Managing & Publishing Research Code

Several journals now request data and/or code to be made openly available in a permanent repository accessible via a digital object identifier (doi), which is – in my opinion – generally a really good thing. However, there are associated challenges. First, because the expectation that code and data are made openly available is quite new (still nowhere near ubiquitous), many authors do not know of an appropriate workflow for managing and publishing their code. If code and data has been developed on a local machine, there is work involved in making sure the same code works when transferred to another computer where paths, dependencies and software setup may differ, and providing documentation. Neglecting this is usually no barrier to publication, so there has traditionally been little incentive to put time and effort into it. Many have mad great efforts to provide code to others via ftp sites, personal webpages or over email by request. However, this relies on those researchers maintaining their sites and responding to requests.
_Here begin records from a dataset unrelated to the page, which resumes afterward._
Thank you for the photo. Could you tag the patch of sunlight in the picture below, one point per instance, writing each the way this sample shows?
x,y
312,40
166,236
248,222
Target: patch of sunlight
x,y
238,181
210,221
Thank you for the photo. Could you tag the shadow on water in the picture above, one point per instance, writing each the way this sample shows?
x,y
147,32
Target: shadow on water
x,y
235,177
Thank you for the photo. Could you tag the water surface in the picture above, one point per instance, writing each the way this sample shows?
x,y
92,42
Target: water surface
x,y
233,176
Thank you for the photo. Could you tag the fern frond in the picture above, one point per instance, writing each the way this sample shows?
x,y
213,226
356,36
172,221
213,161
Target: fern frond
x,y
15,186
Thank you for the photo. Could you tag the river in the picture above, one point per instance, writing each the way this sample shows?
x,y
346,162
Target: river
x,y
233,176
I thought I would share some of my experiences with curating and publishing research code using Git, because actually it is really easy and feeds back into better code development too. The ethical and pragmatic arguments in favour of adopting a proper version control system and publishing open code are clear – it enables collaborative coding, it is safer, more tractable and transparent. However, the workflow isn’t always easy to decipher to begin with. Hopefully this post will help a few people to get off the ground…

Version Control:

Version control is a way to manage code in active development. It is a way to avoid having hundreds of files with names like “model_code_for” in a folder on a computer, and a way to avoid confusion copying between machines and users. The basic idea is that the user has an online (‘remote’) repository that acts as a master where the up-to-date code is held, along with a historical log of previous versions. This remote repository is cloned on the user’s machine (‘local’ repository). The user then works on code in their local repository and the version control software  (VCS) syncs the two. This can happen with many local repositories all linked to one remote repository, either to enable one user to sync across different machines or to have many users working on the same code.
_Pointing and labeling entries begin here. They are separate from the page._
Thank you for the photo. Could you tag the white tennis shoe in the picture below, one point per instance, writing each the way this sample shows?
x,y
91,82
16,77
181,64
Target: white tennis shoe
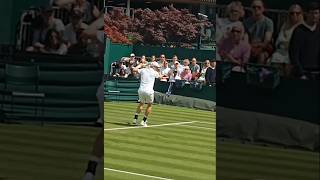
x,y
144,124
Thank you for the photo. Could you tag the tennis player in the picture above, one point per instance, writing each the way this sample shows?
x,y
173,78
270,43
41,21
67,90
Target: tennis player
x,y
146,92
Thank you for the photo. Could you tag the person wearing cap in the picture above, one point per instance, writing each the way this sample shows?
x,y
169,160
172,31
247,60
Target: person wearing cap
x,y
304,47
203,71
162,59
146,92
195,68
233,48
177,69
44,23
165,71
260,31
74,28
91,11
186,74
143,62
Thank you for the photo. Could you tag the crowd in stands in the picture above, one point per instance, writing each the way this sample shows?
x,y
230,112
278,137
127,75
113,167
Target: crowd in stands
x,y
50,35
252,38
171,70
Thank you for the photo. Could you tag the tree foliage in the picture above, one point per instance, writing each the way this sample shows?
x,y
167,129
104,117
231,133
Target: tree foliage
x,y
163,26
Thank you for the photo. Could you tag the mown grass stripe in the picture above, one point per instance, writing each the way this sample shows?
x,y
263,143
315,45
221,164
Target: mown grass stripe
x,y
161,111
165,152
181,147
159,160
156,170
178,137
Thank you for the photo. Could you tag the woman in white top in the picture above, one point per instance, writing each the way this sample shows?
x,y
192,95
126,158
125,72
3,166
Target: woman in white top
x,y
280,57
202,77
234,13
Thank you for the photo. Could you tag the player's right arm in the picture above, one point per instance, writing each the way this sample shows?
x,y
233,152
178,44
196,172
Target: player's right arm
x,y
136,70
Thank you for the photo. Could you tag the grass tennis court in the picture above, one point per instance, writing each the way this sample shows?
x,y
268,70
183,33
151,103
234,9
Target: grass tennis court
x,y
51,152
174,146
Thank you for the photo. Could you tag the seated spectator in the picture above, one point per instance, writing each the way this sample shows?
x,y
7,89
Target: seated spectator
x,y
153,58
174,60
91,12
177,69
210,75
304,47
41,26
233,48
195,69
143,62
164,71
162,59
186,62
74,28
131,60
186,74
235,12
203,71
260,30
54,44
280,57
122,73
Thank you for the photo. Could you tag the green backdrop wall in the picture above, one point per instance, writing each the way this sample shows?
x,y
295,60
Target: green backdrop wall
x,y
115,52
182,53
Changes made to code in a local repository are called ‘modifications’. If the user is happy with the modifications, they can be ‘staged’. Staging adds a flag to the modified code, telling the VCS that the code should be considered as a new version to eventually add to the remote repository. Once the user has staged some code, the changes must be ‘committed’. Committing is saving the staged modifications safely in the local repository. Since the local repository is synced to the remote repository by the VCS, I think of making a commit as “committing to update the remote repository later”. Each time the user ‘commits’ they also submit a ‘commit message’ which details the modifications and the reasons they were made. Importantly, a commit is only a local change. Staging and committing modifications can be done offline – to actually send the changes to the remote repository the user ‘pushes’ it.

Adapted from

Sometimes the user might want to try out a new idea or change without endangering the main code. This can be achieved by ‘branching’ the repository. This creates a new workflow that is joined to the main ‘master’ code but kept separate so the master code is not updated by commits to the new branch. These branches can later be ‘merged’ back onto the master branch if the experiments on the branch were successful.

These simple operations keep code easy to manage and tractable. Many people can work on a piece of code, see changes made by others and, assuming the group is pushing to the remote repository regularly, be confident they are working on the latest version. New users can ‘clone’ the existing remote repository, meaning they create a local version and can then push changes up into the main code from their own machine. If a local repository is lagging behind the remote repository, local changes cannot be pushed until the user pulls the changes down from the remote repository, then pushes their new commits. This enables the VCS and the users to keep track of changes.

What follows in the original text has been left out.